What is plantain?
These tropical mainstays look like oversize bananas and taste a bit like them, too. But plantains (which can be pronounced plan-tins or plan-tanes), or plátanos machos in Spanish, are like three fruits in one because they can be eaten at three distinct stages of ripeness, each with a different texture and flavor. Unripe, with green peels, they’re firm and starchy with a potato-like flavor that has subtle banana and peanut notes.When the peels are yellow with brown spots, they’re partially ripe and slightly softer, with a delicately sweet flavor that’s a mix between banana and butternut squash. And in their ripest state, when their peels are dark brown or black, they have a creamy texture and a buttery taste.
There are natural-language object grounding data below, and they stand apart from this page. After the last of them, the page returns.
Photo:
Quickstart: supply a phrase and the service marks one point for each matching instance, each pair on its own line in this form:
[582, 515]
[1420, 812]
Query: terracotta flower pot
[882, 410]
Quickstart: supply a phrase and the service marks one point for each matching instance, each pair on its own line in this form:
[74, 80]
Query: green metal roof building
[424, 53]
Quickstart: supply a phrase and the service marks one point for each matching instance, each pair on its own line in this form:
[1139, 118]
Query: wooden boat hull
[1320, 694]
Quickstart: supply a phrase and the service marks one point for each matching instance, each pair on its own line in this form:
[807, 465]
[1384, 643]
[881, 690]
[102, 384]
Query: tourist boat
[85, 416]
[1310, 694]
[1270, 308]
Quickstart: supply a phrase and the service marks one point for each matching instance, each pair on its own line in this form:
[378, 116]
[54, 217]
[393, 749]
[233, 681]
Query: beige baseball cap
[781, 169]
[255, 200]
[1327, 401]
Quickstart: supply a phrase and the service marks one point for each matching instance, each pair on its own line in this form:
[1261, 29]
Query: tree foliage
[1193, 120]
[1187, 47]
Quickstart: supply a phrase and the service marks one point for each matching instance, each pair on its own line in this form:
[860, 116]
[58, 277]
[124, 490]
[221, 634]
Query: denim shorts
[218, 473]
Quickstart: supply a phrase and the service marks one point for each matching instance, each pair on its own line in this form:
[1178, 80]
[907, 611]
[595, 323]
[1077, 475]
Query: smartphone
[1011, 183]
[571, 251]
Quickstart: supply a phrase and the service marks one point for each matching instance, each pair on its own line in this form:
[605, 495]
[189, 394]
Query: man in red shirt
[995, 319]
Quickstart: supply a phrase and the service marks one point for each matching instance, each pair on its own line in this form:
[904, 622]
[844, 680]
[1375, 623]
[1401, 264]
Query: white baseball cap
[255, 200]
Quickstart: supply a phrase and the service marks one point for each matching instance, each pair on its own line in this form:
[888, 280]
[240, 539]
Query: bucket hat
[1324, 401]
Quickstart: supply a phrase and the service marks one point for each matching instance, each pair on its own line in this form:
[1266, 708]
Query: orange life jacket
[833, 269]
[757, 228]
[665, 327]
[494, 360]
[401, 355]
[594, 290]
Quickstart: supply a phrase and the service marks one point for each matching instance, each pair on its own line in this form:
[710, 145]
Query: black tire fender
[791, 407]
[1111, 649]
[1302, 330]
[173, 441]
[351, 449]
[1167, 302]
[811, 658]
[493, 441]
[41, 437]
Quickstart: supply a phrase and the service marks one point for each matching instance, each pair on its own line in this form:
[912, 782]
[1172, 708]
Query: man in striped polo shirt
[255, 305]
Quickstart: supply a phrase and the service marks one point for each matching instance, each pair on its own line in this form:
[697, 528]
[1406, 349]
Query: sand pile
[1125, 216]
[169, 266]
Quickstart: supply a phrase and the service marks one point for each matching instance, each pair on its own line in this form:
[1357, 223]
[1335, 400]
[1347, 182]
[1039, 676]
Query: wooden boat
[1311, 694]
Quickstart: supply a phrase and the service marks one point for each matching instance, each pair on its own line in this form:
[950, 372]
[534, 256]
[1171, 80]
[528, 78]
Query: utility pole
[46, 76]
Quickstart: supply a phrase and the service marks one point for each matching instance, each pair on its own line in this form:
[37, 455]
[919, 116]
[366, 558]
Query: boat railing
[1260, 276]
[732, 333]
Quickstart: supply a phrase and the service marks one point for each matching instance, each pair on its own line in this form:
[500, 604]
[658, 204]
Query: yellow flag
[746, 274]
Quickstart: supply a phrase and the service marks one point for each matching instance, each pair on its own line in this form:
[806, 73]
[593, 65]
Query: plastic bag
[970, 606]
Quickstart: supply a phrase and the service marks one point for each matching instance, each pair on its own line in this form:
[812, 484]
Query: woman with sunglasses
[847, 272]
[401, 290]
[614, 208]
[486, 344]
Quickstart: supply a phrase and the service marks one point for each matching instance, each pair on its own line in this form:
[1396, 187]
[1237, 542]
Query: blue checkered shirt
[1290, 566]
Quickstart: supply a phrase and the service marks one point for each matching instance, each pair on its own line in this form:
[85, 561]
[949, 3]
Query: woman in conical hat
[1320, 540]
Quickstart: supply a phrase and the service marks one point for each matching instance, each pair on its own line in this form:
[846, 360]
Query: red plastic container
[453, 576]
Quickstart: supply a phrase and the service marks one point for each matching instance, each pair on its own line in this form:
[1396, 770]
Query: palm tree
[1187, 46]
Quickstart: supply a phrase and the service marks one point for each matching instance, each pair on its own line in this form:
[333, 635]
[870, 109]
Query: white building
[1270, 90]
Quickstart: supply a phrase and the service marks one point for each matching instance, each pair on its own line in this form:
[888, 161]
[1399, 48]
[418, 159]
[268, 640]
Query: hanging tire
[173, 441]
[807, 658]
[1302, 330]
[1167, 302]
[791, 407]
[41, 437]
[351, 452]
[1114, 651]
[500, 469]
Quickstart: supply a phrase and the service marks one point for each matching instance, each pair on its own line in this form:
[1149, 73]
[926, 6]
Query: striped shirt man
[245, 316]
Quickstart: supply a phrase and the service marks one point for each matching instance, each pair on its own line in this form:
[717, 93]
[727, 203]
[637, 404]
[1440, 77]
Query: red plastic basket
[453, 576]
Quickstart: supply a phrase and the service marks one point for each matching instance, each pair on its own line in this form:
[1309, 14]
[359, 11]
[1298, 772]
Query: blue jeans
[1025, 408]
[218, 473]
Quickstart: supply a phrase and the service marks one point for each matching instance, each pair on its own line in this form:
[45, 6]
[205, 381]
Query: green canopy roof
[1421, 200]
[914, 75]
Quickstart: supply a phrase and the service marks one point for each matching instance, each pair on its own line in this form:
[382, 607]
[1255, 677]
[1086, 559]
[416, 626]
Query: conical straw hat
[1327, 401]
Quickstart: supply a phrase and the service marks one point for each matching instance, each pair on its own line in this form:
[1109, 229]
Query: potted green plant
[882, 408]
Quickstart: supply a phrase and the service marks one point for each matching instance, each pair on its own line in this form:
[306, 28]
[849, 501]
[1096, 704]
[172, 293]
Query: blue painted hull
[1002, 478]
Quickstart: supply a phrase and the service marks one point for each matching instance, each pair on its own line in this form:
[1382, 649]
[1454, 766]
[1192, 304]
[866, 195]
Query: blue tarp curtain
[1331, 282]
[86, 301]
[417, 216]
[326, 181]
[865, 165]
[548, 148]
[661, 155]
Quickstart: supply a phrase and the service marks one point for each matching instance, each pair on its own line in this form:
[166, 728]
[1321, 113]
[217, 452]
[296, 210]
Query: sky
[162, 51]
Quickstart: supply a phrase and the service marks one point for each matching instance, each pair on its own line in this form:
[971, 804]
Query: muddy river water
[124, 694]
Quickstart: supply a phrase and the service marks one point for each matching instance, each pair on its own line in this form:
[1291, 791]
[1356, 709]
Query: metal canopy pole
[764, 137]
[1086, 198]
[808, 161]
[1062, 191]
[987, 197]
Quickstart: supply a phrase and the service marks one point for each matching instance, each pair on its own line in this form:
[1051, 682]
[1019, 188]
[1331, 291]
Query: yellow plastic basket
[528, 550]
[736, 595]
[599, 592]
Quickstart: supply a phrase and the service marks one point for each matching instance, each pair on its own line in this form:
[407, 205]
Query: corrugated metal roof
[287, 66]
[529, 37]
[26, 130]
This diversity makes these so-called cooking bananas a favorite in hot climates around the world.
How to choose plantains
Plantains are available year-round in Latin, Caribbean, Asian, and African markets, in addition to well-stocked grocery stores. Select those with the fewest blemishes and no mold on the peels, which should be firm and give only slightly under pressure at any stage of ripeness.
How to prep plantains ?
Before they ripen fully, plantains can be difficult to peel. The easiest way is to slice off both ends, then score along the bulging seam. Gently pry open the slit and slide your fingers under the peel to remove it.
How to preserve plantains ?
To preserve plantains at a desired stage of ripeness, peel them and freeze them whole, well wrapped in plastic.
How to store plantains?
Plantains should be stored at room temperature out of direct light. Green ones will ripen to dark brown or black in two to three weeks. Once completely ripe, they can remain at room temperature for three to five days.